Welsh Rugby Union confirms coach Rob Howley has returned home from the World Cup “to assist with an investigation in relation to a potential breach of World Rugby regulation 6, specifically betting on rugby union.” pic.twitter.com/9BI6qtNaKh
— Dan Roan (@danroan) September 17, 2019
But only to an extent do Gatland’s plans lie in ruins. While the mainstream media focus is on Howley, Welsh fans and opponents might do well to consider the following: Stephen Jones also knows Howley and his thinking well – Howley was Jones’ coach as Wales were desperately unlucky not to make the 2011 final. Jones has also overseen the Scarlets’ re-emergence as a team that can run with speed, strength and style; there are several of his charges in the Wales team. Jones was the team’s leadership group’s choice for Howley’s successor even before the betting scandal had broken.
As Gatland said on Tuesday: “Sometimes that (adversity) brings teams closer together.” For Wales to survive this World Cup, it has to. And given that, even with Howley likely to be disgraced, the players and union closed ranks to protect him from public and media persecution. It seems that there could be a leitmotif of ‘doing it for Rob’ emerging within the squad. A fascinating storyline awaits.
The betting scandal has – so far – been dealt with in exemplary fashion by all parties concerned. But even leaving aside the headlines created by Howley’s indiscretion, the mixture of controversy-sniffing and controversy-proofing/focus-enhancing measures by media and teams respectively is impressive.
It’s a part of rugby’s accession to the mainstream for sure, but it’s also a reminder to governance and facilitating at all levels that there is work to do bottom-up in the game after the World Cup takes care of the top-down stuff.
England’s players were instructed to stay off their phones on matchdays, both for fear of social media repercussions and of unwelcome characters looking for info to help shape their gambling strategies.
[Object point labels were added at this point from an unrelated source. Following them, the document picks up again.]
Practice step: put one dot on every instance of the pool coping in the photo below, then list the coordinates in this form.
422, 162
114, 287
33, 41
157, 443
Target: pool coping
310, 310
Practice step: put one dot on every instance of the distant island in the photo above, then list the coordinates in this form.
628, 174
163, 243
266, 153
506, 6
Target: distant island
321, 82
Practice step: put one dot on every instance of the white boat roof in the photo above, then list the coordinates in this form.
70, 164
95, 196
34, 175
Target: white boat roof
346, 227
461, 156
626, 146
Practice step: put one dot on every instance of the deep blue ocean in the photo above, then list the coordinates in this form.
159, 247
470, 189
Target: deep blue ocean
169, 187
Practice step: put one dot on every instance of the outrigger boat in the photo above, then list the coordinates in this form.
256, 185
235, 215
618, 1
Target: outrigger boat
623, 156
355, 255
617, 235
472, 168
Went to Disneyland today (the Springboks are basically staying there) to ask the Boks about doping in rugby.#RWC2019 pic.twitter.com/3hURjYaJrq
— Eoin Sheahan (@EoinSheahan) September 17, 2019
South Africa’s Matthew Proudfoot was forced to sidestep some rather aggressive questioning about whether there was a problem with doping in the country. Australia’s Michael Cheika touched upon the abuse and threats he has faced in the wake of the Israel Folau saga.
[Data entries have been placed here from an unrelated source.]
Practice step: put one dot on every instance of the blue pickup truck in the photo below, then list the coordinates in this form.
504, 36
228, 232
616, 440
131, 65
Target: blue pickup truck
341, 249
Even the governing body has been publicly casting doubt on the salami-tactic takeover of the game by the less-than-philanthropic equity firm CVC, while also being forced to defend the officials over implementations of the tackle laws before a ball has even been passed.
It’s going to be the most high-profile World Cup, probably the closest and most exciting, but also the most-scrutinised, debated and regulated. Players have never been so much in the public eye, media coverage never so blanket. It’ll be a new level of pressure for all. The winners will be the ones who react best.